Vues de la mer, les murailles ocre de Sousse semblent surgir directement du sable. Derrière les remparts crénelés se cache l'une des médinas les mieux conservées du monde arabe, inscrite au patrimoine mondial de l'UNESCO. Rare privilège pour une escale : le débarcadère se trouve pratiquement au centre de la cité, si bien que les premiers pas à terre mènent en quelques minutes du môle aux portes de la vieille ville.
Franchir les remparts
Passé l'enceinte, le vingt et unième siècle s'estompe. Les venelles se resserrent, l'ombre gagne, et les étals débordent de bijoux d'argent, de couvertures de laine, de cuivres martelés et de tapis pliés en piles hautes comme un homme. Les marchands interpellent, on négocie, on rit, on repart parfois avec un objet dont on ne soupçonnait pas l'existence une heure plus tôt. Prenez le temps de lever les yeux : les portes anciennes, les arcs outrepassés et les minarets composent un décor resté fidèle au Moyen Âge.

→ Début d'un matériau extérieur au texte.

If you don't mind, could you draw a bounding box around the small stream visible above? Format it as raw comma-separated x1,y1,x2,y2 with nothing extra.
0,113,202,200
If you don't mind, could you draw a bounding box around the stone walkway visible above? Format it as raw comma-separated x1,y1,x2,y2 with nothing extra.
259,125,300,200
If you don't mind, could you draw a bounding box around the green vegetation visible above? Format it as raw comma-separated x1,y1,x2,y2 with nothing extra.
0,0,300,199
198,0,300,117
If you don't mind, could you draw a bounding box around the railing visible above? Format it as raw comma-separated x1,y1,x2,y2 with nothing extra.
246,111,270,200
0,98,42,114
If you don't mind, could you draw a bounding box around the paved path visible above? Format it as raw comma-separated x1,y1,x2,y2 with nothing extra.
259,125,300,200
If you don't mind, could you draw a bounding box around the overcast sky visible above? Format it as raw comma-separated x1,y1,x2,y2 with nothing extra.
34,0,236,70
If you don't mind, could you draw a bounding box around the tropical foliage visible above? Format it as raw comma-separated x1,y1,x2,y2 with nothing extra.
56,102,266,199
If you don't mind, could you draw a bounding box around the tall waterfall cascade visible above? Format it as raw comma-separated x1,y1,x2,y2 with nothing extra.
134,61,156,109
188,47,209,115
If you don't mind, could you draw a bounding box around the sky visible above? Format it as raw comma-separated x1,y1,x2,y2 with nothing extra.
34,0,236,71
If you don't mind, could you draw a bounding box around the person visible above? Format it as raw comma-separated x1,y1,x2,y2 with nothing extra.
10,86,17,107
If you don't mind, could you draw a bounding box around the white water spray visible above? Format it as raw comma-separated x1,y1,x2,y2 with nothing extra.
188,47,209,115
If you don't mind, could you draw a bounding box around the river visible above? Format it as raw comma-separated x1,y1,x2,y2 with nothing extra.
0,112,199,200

Le ribat, sentinelle de la foi
Au cœur de la médina se dresse le ribat, élevé au huitième siècle puis rebâti en 821 sous les Aghlabides. Ce monastère fortifié abritait des moines-soldats qui partageaient leur temps entre prière et surveillance de la côte. On grimpe l'escalier en colimaçon de sa tour de guet pour un panorama qui n'a guère changé depuis mille ans : les terrasses blanches, la Grande Mosquée voisine avec sa cour austère, et la Méditerranée qui scintille au-delà des toits blancs.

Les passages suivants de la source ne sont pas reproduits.